Emma looked down to at the corner of the satin panel where the letters 'SW' were sewn in tiny white stitches. She'd known the initials were there, of course, but they had never been a useful clue before. She'd assumed they were a signature of whoever had made the blanket and she now knew whose name they could belong to … but it was just a coincidence. She forced herself to believe that.

"Apparently one of the hospital workers saw this and came up with the name Emma Swan."

Emma tossed the blanket onto her bed and placed her hands on her hips.

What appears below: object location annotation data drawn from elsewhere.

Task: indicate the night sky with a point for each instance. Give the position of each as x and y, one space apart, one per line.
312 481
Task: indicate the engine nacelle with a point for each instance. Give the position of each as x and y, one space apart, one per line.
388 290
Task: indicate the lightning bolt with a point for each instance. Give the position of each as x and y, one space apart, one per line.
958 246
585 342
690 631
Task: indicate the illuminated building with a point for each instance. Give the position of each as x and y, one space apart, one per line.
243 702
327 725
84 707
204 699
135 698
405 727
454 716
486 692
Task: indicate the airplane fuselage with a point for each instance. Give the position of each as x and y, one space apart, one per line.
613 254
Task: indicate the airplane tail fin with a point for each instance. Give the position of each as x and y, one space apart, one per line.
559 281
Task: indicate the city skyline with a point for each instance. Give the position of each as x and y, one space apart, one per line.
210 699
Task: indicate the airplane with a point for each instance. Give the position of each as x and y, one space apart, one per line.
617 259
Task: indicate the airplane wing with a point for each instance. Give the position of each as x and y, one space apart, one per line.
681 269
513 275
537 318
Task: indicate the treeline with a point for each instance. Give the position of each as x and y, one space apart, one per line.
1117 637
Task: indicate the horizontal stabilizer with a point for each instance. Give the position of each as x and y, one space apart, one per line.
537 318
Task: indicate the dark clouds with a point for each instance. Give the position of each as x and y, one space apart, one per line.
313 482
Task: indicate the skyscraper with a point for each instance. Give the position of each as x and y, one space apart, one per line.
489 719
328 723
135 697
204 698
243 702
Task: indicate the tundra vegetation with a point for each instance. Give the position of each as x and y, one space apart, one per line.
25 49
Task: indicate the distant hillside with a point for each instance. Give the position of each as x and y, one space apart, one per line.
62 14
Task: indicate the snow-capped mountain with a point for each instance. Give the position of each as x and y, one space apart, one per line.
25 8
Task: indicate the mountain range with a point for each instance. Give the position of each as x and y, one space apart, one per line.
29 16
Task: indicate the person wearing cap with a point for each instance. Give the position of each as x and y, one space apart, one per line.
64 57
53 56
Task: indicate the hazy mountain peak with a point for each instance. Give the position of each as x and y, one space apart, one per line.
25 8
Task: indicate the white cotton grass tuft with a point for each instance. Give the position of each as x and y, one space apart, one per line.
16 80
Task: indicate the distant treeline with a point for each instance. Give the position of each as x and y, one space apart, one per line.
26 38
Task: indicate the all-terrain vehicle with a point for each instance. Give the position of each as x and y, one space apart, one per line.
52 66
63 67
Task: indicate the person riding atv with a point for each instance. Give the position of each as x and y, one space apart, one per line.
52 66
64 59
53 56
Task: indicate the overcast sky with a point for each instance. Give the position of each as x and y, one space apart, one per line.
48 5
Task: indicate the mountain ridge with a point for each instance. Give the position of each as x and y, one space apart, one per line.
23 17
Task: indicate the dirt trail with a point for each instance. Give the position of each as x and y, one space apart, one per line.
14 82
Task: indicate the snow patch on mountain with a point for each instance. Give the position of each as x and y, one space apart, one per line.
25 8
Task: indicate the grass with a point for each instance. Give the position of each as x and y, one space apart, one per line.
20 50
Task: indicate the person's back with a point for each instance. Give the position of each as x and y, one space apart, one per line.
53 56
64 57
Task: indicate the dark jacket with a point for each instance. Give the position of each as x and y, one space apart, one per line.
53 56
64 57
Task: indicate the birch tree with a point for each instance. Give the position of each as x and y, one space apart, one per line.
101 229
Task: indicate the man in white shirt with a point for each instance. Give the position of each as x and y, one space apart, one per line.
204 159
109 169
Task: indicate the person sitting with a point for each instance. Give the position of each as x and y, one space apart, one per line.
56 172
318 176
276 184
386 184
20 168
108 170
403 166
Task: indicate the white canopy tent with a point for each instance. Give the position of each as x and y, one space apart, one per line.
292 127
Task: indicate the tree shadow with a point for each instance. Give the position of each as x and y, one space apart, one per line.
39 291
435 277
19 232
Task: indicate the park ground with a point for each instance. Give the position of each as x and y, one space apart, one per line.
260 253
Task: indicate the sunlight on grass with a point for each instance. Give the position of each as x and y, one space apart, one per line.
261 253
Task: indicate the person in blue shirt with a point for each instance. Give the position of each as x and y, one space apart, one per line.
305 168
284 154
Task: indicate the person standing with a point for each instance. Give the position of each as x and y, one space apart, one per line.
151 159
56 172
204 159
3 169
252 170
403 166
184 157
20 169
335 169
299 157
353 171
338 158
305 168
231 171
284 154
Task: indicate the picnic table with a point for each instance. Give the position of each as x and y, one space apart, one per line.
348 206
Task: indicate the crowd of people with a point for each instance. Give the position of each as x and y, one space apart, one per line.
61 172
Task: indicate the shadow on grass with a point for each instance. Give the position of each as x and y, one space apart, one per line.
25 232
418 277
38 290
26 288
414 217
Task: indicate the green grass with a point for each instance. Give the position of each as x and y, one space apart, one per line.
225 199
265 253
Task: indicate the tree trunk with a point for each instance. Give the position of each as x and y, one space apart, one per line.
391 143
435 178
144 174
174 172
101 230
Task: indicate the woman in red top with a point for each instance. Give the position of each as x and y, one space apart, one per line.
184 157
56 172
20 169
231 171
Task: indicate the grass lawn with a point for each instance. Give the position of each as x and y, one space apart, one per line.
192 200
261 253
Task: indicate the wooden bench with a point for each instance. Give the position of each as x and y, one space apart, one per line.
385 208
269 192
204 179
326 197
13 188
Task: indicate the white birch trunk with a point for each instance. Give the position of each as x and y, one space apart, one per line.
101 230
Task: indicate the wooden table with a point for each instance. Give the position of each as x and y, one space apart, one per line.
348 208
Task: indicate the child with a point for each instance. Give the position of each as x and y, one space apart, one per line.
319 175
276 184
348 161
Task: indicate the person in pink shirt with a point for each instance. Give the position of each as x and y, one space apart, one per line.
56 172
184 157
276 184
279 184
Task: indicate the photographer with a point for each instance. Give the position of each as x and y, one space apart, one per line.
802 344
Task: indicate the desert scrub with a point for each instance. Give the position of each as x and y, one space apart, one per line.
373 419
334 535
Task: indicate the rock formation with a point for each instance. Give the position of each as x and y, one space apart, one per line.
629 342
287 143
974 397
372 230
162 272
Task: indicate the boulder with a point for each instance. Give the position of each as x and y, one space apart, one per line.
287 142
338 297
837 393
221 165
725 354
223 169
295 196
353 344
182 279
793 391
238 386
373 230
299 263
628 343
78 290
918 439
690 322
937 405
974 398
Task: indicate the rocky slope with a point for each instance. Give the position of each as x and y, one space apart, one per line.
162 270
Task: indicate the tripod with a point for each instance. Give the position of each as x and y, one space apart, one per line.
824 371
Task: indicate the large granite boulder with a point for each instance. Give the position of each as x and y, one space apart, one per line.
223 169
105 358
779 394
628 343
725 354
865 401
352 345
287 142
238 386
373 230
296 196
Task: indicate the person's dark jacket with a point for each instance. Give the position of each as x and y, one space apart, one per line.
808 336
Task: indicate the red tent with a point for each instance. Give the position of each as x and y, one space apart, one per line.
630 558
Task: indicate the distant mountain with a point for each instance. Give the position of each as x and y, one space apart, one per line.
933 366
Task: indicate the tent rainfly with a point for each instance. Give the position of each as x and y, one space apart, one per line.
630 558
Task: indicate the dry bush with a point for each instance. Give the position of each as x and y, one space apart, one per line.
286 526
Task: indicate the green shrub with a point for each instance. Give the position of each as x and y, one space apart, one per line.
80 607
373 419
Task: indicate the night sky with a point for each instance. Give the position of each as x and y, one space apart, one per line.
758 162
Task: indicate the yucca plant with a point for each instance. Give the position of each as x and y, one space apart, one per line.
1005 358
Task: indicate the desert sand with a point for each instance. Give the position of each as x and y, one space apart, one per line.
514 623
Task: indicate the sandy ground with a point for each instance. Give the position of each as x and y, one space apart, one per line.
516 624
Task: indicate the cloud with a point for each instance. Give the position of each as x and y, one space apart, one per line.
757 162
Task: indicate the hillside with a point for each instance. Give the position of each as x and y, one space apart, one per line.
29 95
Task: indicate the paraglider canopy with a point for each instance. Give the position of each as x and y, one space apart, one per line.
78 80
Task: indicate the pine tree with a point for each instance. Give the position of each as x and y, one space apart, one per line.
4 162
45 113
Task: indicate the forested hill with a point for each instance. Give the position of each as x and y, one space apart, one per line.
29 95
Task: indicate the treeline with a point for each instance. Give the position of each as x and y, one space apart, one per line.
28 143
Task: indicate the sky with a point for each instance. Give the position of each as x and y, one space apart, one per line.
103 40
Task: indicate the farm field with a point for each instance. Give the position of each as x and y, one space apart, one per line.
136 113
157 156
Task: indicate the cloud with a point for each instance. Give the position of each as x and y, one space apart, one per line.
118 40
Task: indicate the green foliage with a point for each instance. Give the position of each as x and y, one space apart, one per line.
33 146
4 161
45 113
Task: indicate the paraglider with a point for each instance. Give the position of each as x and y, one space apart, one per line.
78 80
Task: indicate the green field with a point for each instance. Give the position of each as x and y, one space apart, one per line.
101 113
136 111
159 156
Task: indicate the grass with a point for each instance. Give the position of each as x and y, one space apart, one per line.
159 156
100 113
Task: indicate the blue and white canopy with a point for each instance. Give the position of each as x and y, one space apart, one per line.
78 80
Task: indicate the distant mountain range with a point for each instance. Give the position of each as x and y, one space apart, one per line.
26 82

She shook her head slowly, staring blankly. "One thing always bugged me about it….Why would anyone go to the trouble of picking out a name and embroidering it onto a hand-made blanket only to abandon the kid."

"Maybe because they never intended to abandon her." Snow said pointedly and then smiled lovingly at Emma. "I made it for you."

Emma folded her arms defensively across her chest, but didn't interrupt.

Snow laughed softly as she told the story behind the blanket. "I'm actually really not very good at embroidery. It took me forever to get the 'E' right. I used to get so frustrated with it, I almost asked Ella to finish it for me. One day, Charming found me sobbing hysterically over yet another piece of ruined satin. That's why I threw the unicorn mobile at his head. Luckily it didn't break. It was made of fairy glass – it repairs itself."

Emma stared at her seriously. "Mary Margaret, this has gone on long enough. I think you should see Dr Hopper."

"You think I'm crazy," said Snow, crossly. "What is it going to take for you to believe?"

"I don't want to believe it," cried Emma.

Snow recoiled liked she'd been slapped as she realised what Emma meant. "W-wait. Not only do you not believe it, but you don't want it to be true?"

Snow felt as though her chest were being crushed. Her daughter didn't want her and it hurt so much. "You hope that it isn't true. Oh Emma, why?"

Emma set her jaw and didn't answer, afraid that she would start to cry. There was no way she was Snow White's daughter. She couldn't be.

"Never mind. It's going to be ok," said Snow, smiling through her tears. She wasn't sure which one of them she was trying to reassure.